Eleven years later, in 1997, Nestlé USA decided to redesign its label for Taster’s Choice instant coffee. The high resolution artwork of the original “taster” used to produce the existing label had been lost. Nestlé USA searched without success for other high resolution artwork of the original “taster” (i.e., the person gazing into the coffee cup), but found instead the photograph of Christoff that Nestlé Canada had used on the coffee brick. Nestlé USA decided to use Christoff’s image because he looked “distinguished” and resembled the original “taster.” Christoff’s photograph was altered to make him look younger and more similar to the original “taster.” Nestlé USA believed that it had authority to use Christoff’s image because it had been widely used in Canada. Christoff’s image was used in the redesigned Taster’s Choice label beginning in 1998.
In 2002, Christoff saw his face on a jar of Taster’s Choice instant coffee in the United States and in 2003 filed suit against Nestle USA for statutory and common law unauthorized commercial use of his likeness. Christoff filed his suit six years after Nestle USA began using his image on the Taster’s Choice label but less than a year after his discovery.
There were three related issues before the trial court: (1) whether the two-year statute of limitations had been triggered when the product labels were first “published” six years before the suit was filed; (2) whether the “discovery rule” (which states that the statute of limitations is triggered when a plaintiff discovers, or reasonably should have discovered, the unauthorized use of his likeness rather than when the injury occurred) applied in this case; and (3) whether the “single publication” rule applies to the production of product labels.
The single publication rule (Cal. Civil Code § 3425.3) states that “[n]o person shall have more than one cause of action for damages for libel or slander or invasion of privacy or any other tort founded upon any single publication or exhibition or utterance, such as any one issue of a newspaper or book or magazine.”
The trial court applied the two-year statute of limitations and instructed the jury to determine under the discovery rule whether Christoff knew or should have known earlier that Nestlé USA had used his image. The jury found that Christoff did not know, and should not reasonably have suspected prior to seeing the jar, that his image was being used without his consent and awarded him more than $15 million in damages.
The Court of Appeal reversed, holding that the single publication rule applies to claims for the unauthorized commercial use of someone’s likeness and that the statute of limitations was triggered when Nestle first published the label unless the discovery rule applied or unless the defendant “republished” the label.
The California Supreme Court affirmed in part and reversed in part.

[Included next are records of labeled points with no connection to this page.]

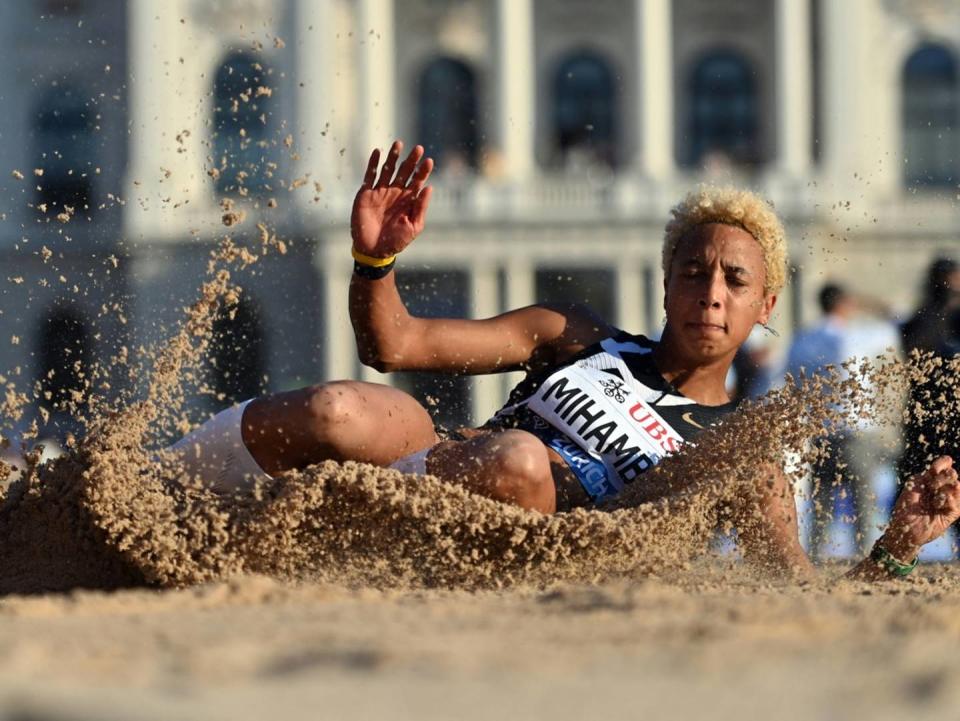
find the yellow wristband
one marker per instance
(370, 260)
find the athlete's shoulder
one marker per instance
(626, 342)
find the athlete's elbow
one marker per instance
(382, 360)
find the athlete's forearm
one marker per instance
(381, 322)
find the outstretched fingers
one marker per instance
(370, 174)
(390, 164)
(407, 167)
(421, 176)
(418, 214)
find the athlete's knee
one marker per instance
(332, 411)
(520, 470)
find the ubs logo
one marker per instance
(614, 389)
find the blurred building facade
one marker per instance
(563, 131)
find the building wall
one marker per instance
(344, 76)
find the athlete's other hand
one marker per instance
(927, 507)
(390, 209)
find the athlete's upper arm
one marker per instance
(531, 336)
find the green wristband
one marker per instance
(883, 558)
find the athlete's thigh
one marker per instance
(341, 420)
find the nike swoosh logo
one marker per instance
(688, 417)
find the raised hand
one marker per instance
(928, 505)
(389, 212)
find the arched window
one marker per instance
(930, 107)
(63, 138)
(585, 110)
(63, 349)
(242, 97)
(447, 103)
(237, 360)
(723, 110)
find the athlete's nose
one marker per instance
(710, 297)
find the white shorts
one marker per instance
(415, 463)
(215, 453)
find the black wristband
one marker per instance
(370, 272)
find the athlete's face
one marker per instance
(714, 294)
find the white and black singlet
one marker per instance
(607, 412)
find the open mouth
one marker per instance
(704, 327)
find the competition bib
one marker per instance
(607, 422)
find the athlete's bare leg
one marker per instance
(512, 466)
(339, 421)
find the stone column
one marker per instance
(520, 291)
(515, 86)
(487, 390)
(316, 102)
(859, 114)
(376, 119)
(794, 88)
(654, 31)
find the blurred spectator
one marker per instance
(850, 456)
(928, 331)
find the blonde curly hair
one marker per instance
(731, 206)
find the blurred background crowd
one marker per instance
(563, 131)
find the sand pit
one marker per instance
(131, 592)
(629, 649)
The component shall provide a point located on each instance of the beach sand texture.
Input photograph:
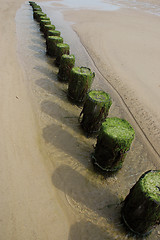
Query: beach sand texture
(48, 188)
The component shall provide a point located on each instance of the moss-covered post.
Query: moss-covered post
(37, 9)
(61, 48)
(47, 28)
(51, 43)
(43, 23)
(95, 110)
(31, 3)
(38, 14)
(141, 209)
(81, 79)
(54, 33)
(113, 143)
(66, 64)
(36, 6)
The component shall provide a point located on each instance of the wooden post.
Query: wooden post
(47, 28)
(113, 143)
(79, 84)
(54, 33)
(31, 3)
(51, 43)
(43, 23)
(34, 6)
(95, 110)
(141, 209)
(66, 64)
(38, 14)
(61, 48)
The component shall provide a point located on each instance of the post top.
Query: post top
(150, 184)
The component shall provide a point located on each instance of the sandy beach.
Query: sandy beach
(48, 187)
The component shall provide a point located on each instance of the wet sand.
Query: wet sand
(48, 187)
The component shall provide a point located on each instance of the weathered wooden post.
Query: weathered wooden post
(36, 9)
(66, 64)
(141, 209)
(54, 33)
(81, 79)
(35, 6)
(31, 3)
(61, 48)
(51, 43)
(113, 143)
(47, 28)
(95, 110)
(38, 14)
(43, 23)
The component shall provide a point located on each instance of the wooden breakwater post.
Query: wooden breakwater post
(44, 22)
(51, 43)
(47, 28)
(113, 143)
(141, 209)
(81, 79)
(54, 33)
(61, 48)
(38, 14)
(95, 110)
(66, 64)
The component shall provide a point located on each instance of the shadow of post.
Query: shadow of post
(88, 231)
(88, 197)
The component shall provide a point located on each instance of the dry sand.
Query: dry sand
(124, 45)
(31, 206)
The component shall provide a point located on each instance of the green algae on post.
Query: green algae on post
(54, 33)
(31, 3)
(95, 110)
(43, 23)
(81, 79)
(47, 28)
(141, 209)
(66, 64)
(34, 6)
(113, 143)
(51, 43)
(61, 48)
(38, 14)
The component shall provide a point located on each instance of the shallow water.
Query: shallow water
(94, 201)
(107, 5)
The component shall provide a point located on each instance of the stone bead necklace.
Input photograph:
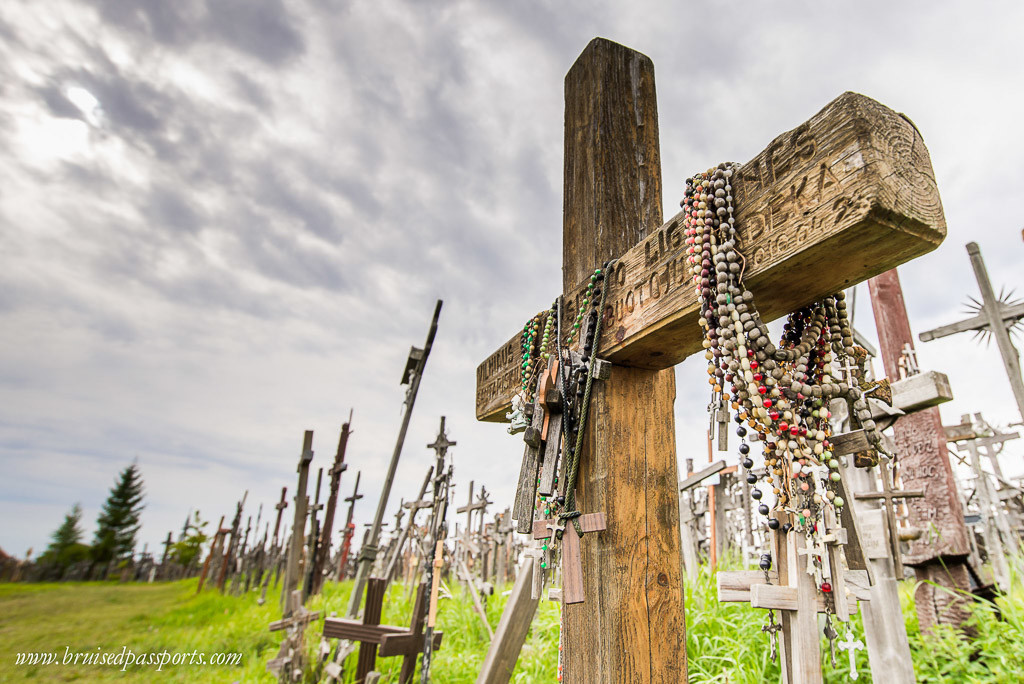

The Supreme Court stated that the single publication rule applies to claims for the unauthorized commercial use of a person’s likeness, but the court said there was not enough evidence in the record to determine whether the production of product labels constitutes a “single integrated publication,” an issue of first impression in California. The court said it could not rule on this issue without more information about how the product labels were produced and distributed, including when production began and ceased. The concurring opinion provided more guidance by suggesting that the trial court should also consider whether the production and distribution of labels was predetermined by a single initial decision or whether Nestle USA made a conscious, deliberate choice to continue, renew or expand the use of labels bearing Christoff’s misappropriated image.
Regarding the application of the discovery rule, the Supreme Court held that courts have uniformly rejected applying the discovery rule to libels published in books and magazines because it undermines the single publication rule. The court said the same logic applies to the production of a product label that was not produced in a secretive manner.
The court also remanded to the trial court the question of whether the other uses of Christoff’s image on coupons and advertisements would be part of a single advertising campaign and thus be considered a “single integrated publication.”